Response to Letter by Menon and Norris
Norris and Menon suspect that both patients whom we reported to have recurrent vasospasms of the internal carotid artery1 were likely to have carotid artery dissection (CAD). In fact, CAD had been the initial diagnosis in both patients. There were, however, several findings which could not be explained in the context of CAD and led us to the assumption of internal carotid artery vasospasm.
We agree that MRI with MR angiography is sensitive in the diagnosis of CAD. Ultrasound detects dissection mainly by its hemodynamic sequelae than by depiction of the vessel wall hematoma itself, particularly in submandibular dissection. It may thus not consistently differentiate between vasospasm and dissection in case of poor insonation conditions. In both of our patients, T1-fat–suppressed MRI (several times in patient 1, once during the course of repeated high-grade stenoses in patient 2) had been performed. However, no wall hematoma was detected in MRI2 or in repeated sonographic examinations with insonation conditions allowing clear depiction of the vessel wall. The possibility to perform repeated sonographic examinations as a noninvasive monitoring with detection of recurrent high-grade stenoses gave the ultrasound method a high impact during the clinical course of our patients.
In both patients we observed repeated changes in severity and side of stenosis within days. A resolution of CAD within 2 days from high-grade stenosis to no stenosis, which implies the rapid reabsorption of a considerable carotid wall hematoma, is not very plausible. Moreover, recurrence of arterial dissection in the same vessel is rare.3 In addition, we documented a regression of a high-grade internal carotid artery stenosis during intraarterial infusion of papaverine which cannot be explained by CAD.
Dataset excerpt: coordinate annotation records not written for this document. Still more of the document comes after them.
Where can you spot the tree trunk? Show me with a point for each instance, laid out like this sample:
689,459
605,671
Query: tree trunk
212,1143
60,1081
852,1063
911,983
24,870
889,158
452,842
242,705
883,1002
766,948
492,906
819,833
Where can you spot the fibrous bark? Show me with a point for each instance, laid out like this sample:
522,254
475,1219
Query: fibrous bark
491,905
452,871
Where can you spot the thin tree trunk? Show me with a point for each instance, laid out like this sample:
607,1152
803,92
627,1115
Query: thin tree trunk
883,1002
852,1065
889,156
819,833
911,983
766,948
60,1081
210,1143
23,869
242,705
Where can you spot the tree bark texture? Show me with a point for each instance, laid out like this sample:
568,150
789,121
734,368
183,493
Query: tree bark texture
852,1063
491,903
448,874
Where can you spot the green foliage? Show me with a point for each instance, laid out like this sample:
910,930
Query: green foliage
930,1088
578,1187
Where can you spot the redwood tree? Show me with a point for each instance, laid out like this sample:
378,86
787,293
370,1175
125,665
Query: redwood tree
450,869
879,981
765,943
Migraine is a moderate risk factor for CAD.4 On the other hand, migraine is known to go along with vasospasms.5 In 1 of our 2 patients, migrainous headaches had occurred for several years. They were clearly associated with the recurrent vasospasms. We therefore suggest that in this patient recurrent vasospasms had regularly occurred long before the ischemic event. We do not know whether vasospasms occurred during a migraine attack or whether the pulsatile headaches were secondary to vasospasm.
In both patients we observed no stabilization of the vascular situation for several weeks, and the patients were repeatedly at high risk for new ischemic events. Both patients received antithrombotic therapy to prevent thromboembolic complications—the same rationale is used to justify antithrombotic treatment in CAD. This modus operandi in CAD has not yet been investigated in a randomized trial.6 Assuming that the observed high-grade stenoses of internal carotid artery were caused by vasospasms, we additionally initiated an antivasospastic treatment as well as, in patient 2, an antiphlogistic treatment.
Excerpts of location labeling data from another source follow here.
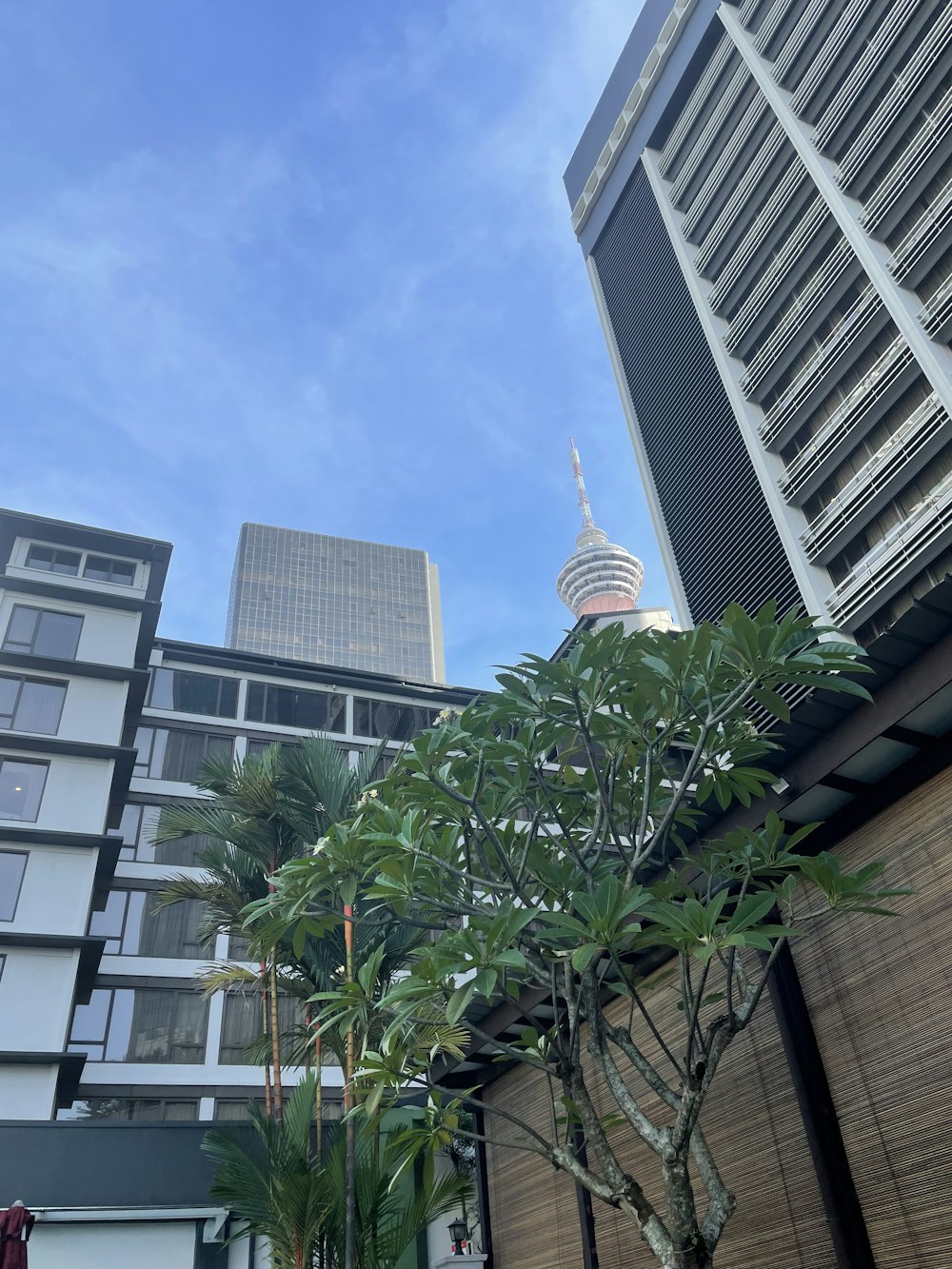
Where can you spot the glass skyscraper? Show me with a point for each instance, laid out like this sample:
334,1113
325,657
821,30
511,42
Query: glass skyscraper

Janzarik WG, Ringleb PA, Reinhard M, Rauer S. Recurrent extracranial carotid artery vasospasms: report of 2 cases. Stroke. 2006; 37: 2170–2173.
Pezzini A, Granella F, Grassi M, Bertolino C, Del Zotto E, Immovilli P, Bazzoli E, Padovani A, Zanferrari C. History of migraine and the risk of spontaneous cervical artery dissection. Cephalalgia. 2005; 25: 575–580.
Lyrer P, Engelter S. Antithrombotic drugs for carotid artery dissection. Stroke. 2004; 35: 613–614.